The Commodity Futures Trading Commission (CFTC) may entertain requests from individual, would-be swap execution facilities (Sefs) for a delay to an October 2 registration deadline – but firms must be specific with their requests, and a broad delay is unlikely, according to Gary Gensler, chairman of the agency.

Speaking at the International Swaps and Derivatives Association annual European conference in London this morning, Gensler said he recognised many trading platforms are experiencing problems in preparing for the October 2 deadline. A particular industry concern is the addition of a new footnote in the final rules, published on May 16, which obliges all multiple-to-multiple platforms to register, even if they only offer products that aren't yet required to trade on Sefs. That has led to a last-minute dash by some venues to complete their registrations and on-board clients in time.

Gensler acknowledged there may well be a transition period, and advised Sefs to be specific in their requests for time-limited, no-action relief.

"What I ask of you is to be targeted in your requests. We've looked at time-limited relief well over 100 times already – or, as they are known in our vernacular, no-action letters. In essence, working with market participants, is there a need for a month, is there a need for three months, sometimes six months to get something done? We are aware of some issues – whether it is how the pipes are between Sefs and clearing houses work, and some of the pipes between Sefs and data repositories work. We want to sort through those things, but on October 2, we will have at least a dozen, and I think 15 to 18 Sefs that are registered," he said.

"Remember to help us in this transition. You have to be targeted. If you come in wide, it's a little hard," he added.

You have to be targeted. If you come in wide, it's a little hard

The Sef rules have had other implications, however. Market participants claim that some non-US electronic trading venues – especially multilateral trading facilities (MTFs) in Europe – have asked US entities, including foreign branches of US banks, not to participate on their platforms, in an effort to avoid having to register as Sefs. This has had a knock-on effect on liquidity, with the market effectively split between US and non-US entities, participants claim.

In a later keynote address at the Isda conference, Martin Wheatley, chief executive of the Financial Conduct Authority, acknowledged the concerns, and said regulators would need to address the issue in the run-up to the October 2 deadline.

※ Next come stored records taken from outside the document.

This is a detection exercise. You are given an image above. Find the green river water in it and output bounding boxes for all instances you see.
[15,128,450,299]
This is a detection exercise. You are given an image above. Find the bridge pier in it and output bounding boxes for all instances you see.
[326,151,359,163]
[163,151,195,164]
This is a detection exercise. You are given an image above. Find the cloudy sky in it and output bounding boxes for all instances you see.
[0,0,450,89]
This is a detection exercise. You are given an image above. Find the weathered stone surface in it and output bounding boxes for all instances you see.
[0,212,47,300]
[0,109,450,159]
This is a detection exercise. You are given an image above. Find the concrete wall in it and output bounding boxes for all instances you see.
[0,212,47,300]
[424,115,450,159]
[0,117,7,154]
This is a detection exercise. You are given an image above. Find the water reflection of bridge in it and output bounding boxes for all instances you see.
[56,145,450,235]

"We've had that discussion around the requirement for swap execution facilities to be registered and the impact that was having on MTFs in Europe, which in some cases are thinking about how they split their business in order to be able to comply with the Sef rules. If the outcome of applying two sets of rules is less efficient markets, then frankly we, as regulators, need to address that. So the way to address that is to do what many of you do and put the case forward as to how it undermines the principles we are trying to achieve. Then we negotiate – we get in a room and sometimes it is hard, but we negotiate and try to get to an outcome that works for both sides. But don't pretend for a second this is quick or easy stuff," he said.

Responding to a question from Risk, Gensler also acknowledged the issue, but pointed out that many of the Sefs that had already registered are active in both the US and Europe.

"I am aware that has been raised. When we look at the 18 or so applicants to be swap execution facilities, it includes by and large all of the known significant trading platforms, some of which operate out of both Europe and the US. If there is a trading platform that thinks it has an issue, it should come in, it should talk to us and some of them may well be registering already. The first step is just to have them register, and Congress was pretty clear – they repealed this exemptive authority, so I don't have exemptive authority," he said.

Separately, Gensler said US government funding constraints had put huge pressure on CFTC staff – particularly in their efforts to review and approve Sef applications.

"We're ploughing through 18 Sef applications right now, and the truth is we're giving them a cursory review. I can't say we're doing any deep dives on these things. But we're going to get the job done as best we can," he said.